Researchers from Columbia University Mailman School of Public Health and the Herbert Irving Comprehensive Cancer Center at Columbia University Medical Center, have found a strong association between women of African descent from the U.S. and Caribbean, who are otherwise healthy, and the prevalence of neutropenia, or low white blood count. Neutropenia, which is associated with race and ethnicity, has essentially been unexplained and, although thought to be benign, may affect therapy for cancer or other illnesses. Among women of African descent who develop a malignancy, this association may contribute to racial disparities in treatment and outcomes. The study findings are reported online in Blackwell Publishing Ltd. British Journal of Hematology (August 2008).
"The goal of our study was to learn as much as we could about the association between a single nucleotide polymorphism (SNP), which creates a person's unique DNA sequence, and low white blood cell counts (WBC)," said Victor, R. Grann, MD, professor of Epidemiology and Health Policy and Management at Columbia University Mailman School of Public Health, professor of Medicine at the Columbia University College of Physicians & Surgeons, director of Research Recruitment and Minority Outreach of the Herbert Irving Comprehensive Cancer Center (HICCC) , and study lead author.
In an earlier study the Columbia researchers found that low WBC may delay or prevent the completion of appropriate chemotherapy, especially among women receiving adjuvant treatment or treatment after surgery for breast and colon cancer, and could affect cancer survival.

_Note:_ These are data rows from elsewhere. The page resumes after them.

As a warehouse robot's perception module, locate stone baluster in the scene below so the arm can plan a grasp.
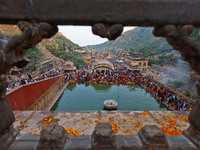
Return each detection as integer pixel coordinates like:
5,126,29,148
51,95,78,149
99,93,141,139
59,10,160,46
0,21,58,150
92,123,117,150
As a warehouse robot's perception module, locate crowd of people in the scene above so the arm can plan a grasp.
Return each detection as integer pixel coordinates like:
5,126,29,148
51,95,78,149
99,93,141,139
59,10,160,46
65,70,192,111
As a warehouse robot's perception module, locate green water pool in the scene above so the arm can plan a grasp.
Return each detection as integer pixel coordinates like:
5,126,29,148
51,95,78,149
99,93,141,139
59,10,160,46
51,83,167,111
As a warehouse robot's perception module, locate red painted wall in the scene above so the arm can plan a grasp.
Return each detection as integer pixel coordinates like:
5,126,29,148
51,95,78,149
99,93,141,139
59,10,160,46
7,76,61,110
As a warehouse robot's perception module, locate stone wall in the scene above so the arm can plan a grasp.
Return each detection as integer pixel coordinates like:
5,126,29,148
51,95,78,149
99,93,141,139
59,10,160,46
7,76,64,110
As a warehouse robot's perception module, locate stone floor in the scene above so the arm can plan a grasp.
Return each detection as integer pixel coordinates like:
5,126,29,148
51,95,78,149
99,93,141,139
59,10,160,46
5,111,198,150
14,111,189,135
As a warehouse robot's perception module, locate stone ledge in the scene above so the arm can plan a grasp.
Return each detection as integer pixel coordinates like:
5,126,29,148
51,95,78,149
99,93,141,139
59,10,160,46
4,111,198,150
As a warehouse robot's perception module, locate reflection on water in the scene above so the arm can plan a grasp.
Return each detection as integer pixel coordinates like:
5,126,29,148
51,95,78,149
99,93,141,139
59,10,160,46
52,83,167,111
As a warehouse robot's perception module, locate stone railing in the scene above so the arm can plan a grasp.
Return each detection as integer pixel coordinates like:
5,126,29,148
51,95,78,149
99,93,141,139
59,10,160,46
26,76,65,111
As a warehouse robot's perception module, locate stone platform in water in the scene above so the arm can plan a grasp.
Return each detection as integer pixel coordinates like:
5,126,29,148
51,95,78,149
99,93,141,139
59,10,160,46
9,111,196,150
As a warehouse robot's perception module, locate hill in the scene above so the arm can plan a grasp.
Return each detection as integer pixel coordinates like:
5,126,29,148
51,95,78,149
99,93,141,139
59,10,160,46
0,25,84,69
86,27,172,57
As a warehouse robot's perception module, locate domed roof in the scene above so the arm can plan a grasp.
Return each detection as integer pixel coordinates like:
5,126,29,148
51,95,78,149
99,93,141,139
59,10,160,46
93,60,114,69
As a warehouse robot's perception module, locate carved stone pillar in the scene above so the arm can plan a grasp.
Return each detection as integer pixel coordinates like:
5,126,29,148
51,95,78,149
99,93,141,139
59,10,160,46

"We found that women of African descent with early-stage breast cancer had lower baseline WBC and longer duration of adjuvant chemotherapy than non-Hispanic white women," said Dawn Hershman, M.D., Florence Irving Assistant Professor of Medicine and Epidemiology, Columbia University Medical Center, co-director of the Breast Cancer program of the HICCC, and senior author of the study. "Black women were more likely to miss cycles of chemotherapy and had poorer survival than white women which could be related to lower WBC among other factors. These observations raised questions about whether the prevalence of low WBC varied among ethnic subgroups and how WBC might be related to other biomarkers among women without cancer."

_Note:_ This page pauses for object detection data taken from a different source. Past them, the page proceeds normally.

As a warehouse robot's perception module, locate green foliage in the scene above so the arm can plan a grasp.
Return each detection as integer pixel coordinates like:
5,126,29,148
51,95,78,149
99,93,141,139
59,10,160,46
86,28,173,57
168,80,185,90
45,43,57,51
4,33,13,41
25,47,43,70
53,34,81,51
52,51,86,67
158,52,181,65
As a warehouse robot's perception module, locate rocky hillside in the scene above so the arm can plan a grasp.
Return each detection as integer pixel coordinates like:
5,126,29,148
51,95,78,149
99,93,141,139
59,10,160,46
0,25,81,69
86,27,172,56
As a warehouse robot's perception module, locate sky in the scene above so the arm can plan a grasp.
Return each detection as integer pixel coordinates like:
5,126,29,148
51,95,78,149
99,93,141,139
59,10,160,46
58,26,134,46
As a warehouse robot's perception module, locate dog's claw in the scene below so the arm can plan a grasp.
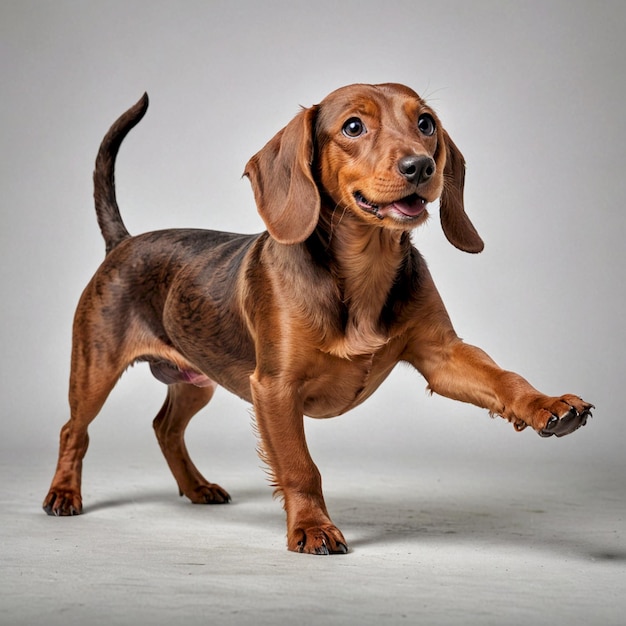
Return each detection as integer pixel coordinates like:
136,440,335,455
538,404,595,437
290,526,348,556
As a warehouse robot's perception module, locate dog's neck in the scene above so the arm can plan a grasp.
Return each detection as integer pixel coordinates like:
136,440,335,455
316,211,410,358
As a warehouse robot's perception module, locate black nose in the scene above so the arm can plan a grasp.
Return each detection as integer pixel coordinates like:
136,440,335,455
398,155,435,185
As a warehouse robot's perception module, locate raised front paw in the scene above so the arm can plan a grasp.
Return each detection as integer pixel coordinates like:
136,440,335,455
287,524,348,554
516,394,595,437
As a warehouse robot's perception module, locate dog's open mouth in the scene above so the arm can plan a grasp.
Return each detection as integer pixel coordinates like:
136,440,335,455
354,191,428,219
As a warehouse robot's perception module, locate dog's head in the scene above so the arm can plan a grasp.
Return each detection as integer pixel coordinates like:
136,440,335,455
245,83,483,252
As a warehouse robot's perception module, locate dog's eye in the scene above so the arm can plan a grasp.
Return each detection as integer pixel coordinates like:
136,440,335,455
417,113,436,137
342,117,365,138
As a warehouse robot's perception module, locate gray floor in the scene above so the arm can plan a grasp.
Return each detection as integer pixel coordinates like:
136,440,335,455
0,434,626,626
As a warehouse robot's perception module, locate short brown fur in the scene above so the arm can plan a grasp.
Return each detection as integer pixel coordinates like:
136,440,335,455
44,84,592,554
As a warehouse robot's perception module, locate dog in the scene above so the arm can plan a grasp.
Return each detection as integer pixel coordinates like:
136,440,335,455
43,83,593,554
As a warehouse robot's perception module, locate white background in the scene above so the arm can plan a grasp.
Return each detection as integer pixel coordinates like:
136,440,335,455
0,0,626,623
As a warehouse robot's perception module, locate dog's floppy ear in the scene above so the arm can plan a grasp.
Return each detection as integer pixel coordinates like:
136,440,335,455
244,107,320,244
439,130,485,252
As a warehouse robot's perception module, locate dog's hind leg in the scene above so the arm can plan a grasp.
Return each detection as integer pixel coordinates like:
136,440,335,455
43,330,128,516
153,382,230,504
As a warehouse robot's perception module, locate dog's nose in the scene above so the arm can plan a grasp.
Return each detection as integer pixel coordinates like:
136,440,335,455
398,155,435,185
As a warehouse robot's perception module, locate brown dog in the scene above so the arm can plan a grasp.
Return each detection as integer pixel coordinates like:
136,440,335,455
43,84,592,554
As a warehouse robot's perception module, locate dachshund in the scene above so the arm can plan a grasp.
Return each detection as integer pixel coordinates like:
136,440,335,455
43,83,593,554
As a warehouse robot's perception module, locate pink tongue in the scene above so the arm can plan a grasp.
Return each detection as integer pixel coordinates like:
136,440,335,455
386,196,426,217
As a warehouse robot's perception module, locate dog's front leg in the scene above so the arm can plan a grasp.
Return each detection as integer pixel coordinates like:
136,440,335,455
404,339,593,437
250,371,348,554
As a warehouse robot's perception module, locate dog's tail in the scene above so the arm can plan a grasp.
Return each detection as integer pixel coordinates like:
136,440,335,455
93,93,148,254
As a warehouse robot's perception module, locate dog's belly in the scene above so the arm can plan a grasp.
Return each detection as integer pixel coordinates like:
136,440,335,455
302,348,397,418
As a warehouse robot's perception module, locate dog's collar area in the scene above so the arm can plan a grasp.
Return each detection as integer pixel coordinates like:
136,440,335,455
353,191,427,220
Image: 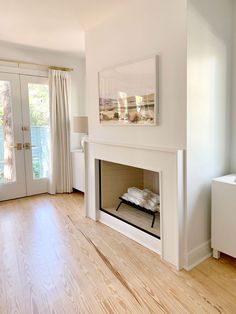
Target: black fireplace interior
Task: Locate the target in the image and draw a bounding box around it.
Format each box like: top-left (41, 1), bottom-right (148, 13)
top-left (99, 160), bottom-right (161, 239)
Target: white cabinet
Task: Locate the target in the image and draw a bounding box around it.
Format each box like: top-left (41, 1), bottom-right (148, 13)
top-left (71, 149), bottom-right (85, 192)
top-left (211, 174), bottom-right (236, 258)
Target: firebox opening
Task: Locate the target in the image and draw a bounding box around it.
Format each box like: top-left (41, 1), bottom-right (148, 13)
top-left (99, 160), bottom-right (161, 239)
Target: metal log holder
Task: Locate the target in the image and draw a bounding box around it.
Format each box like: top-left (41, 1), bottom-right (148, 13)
top-left (116, 197), bottom-right (158, 228)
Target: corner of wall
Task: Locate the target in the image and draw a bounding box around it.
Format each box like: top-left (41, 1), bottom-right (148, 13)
top-left (184, 239), bottom-right (212, 271)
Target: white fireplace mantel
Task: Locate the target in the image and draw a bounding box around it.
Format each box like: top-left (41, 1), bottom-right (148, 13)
top-left (85, 140), bottom-right (184, 269)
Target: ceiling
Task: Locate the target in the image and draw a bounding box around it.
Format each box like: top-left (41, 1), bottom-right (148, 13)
top-left (0, 0), bottom-right (127, 54)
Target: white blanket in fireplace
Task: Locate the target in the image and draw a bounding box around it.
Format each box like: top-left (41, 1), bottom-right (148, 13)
top-left (122, 187), bottom-right (160, 211)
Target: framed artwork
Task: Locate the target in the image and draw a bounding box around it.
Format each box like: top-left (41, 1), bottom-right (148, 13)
top-left (99, 56), bottom-right (158, 126)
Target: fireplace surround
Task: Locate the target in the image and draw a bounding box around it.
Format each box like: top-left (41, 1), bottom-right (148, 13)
top-left (85, 139), bottom-right (185, 269)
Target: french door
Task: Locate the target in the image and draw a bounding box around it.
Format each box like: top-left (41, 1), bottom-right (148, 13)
top-left (0, 73), bottom-right (50, 201)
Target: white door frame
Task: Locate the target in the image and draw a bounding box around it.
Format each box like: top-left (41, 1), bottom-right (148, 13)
top-left (0, 73), bottom-right (26, 201)
top-left (20, 75), bottom-right (48, 195)
top-left (0, 65), bottom-right (48, 201)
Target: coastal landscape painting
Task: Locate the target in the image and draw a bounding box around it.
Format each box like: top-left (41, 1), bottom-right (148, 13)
top-left (99, 56), bottom-right (158, 125)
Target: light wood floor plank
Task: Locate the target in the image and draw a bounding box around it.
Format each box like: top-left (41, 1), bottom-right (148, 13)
top-left (0, 193), bottom-right (236, 314)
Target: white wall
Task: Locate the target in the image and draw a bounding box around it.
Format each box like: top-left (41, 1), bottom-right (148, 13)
top-left (230, 1), bottom-right (236, 173)
top-left (0, 42), bottom-right (86, 149)
top-left (186, 0), bottom-right (232, 259)
top-left (86, 0), bottom-right (186, 148)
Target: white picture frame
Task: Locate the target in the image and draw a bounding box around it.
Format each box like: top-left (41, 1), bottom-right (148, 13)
top-left (98, 56), bottom-right (159, 126)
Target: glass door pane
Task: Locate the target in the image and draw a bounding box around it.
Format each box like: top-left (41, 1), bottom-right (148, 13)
top-left (0, 80), bottom-right (16, 183)
top-left (28, 83), bottom-right (50, 180)
top-left (20, 75), bottom-right (50, 195)
top-left (0, 72), bottom-right (26, 201)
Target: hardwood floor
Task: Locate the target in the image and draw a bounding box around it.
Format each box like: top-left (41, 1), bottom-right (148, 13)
top-left (0, 193), bottom-right (236, 314)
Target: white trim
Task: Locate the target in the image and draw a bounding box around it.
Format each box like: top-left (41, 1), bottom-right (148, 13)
top-left (87, 138), bottom-right (182, 154)
top-left (98, 211), bottom-right (162, 255)
top-left (184, 239), bottom-right (212, 270)
top-left (0, 65), bottom-right (48, 77)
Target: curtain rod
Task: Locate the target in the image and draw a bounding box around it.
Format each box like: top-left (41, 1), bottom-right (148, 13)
top-left (0, 59), bottom-right (74, 72)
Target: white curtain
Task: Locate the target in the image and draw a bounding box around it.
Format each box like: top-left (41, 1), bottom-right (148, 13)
top-left (49, 70), bottom-right (72, 194)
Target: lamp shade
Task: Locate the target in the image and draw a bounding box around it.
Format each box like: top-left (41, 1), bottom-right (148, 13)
top-left (73, 117), bottom-right (88, 133)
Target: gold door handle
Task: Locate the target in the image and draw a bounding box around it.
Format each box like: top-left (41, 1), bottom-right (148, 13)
top-left (9, 143), bottom-right (23, 150)
top-left (23, 143), bottom-right (36, 149)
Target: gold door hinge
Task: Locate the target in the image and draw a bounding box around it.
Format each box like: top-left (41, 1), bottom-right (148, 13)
top-left (9, 143), bottom-right (23, 150)
top-left (23, 143), bottom-right (35, 149)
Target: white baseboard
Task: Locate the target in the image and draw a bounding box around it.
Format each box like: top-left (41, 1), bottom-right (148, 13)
top-left (184, 240), bottom-right (212, 270)
top-left (98, 212), bottom-right (161, 255)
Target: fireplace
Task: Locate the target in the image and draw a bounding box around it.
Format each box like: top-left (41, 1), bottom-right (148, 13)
top-left (85, 139), bottom-right (185, 269)
top-left (99, 160), bottom-right (161, 239)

This led to other research conducted by the Mailman School scientists and published in Cancer (August 15, 2008) and the present article published online in the British Journal of Hematology, which found that a certain genotype, common among women of African descent, is closely associated with low absolute neutrophil counts or low polymorphonuclear cells, the one's that fight infection, which may affect the timing and intensity of cancer treatments.
The authors anticipate that additional research underway could shed light on the timing and duration of appropriate chemotherapy treatment and its affect on survival. A better understanding of these associations may help to improve cancer outcomes among individuals of African and Caribbean ancestry.
"Unfortunately, we still know very little about the association of neutropenia with genotype in the setting of cancer or any other disease, including sickle cell anemia," noted Dr. Grann. "Further research may help to account for and prevent poor outcomes among persons of African ancestry and lead to interventions that may benefit them as well as all patients."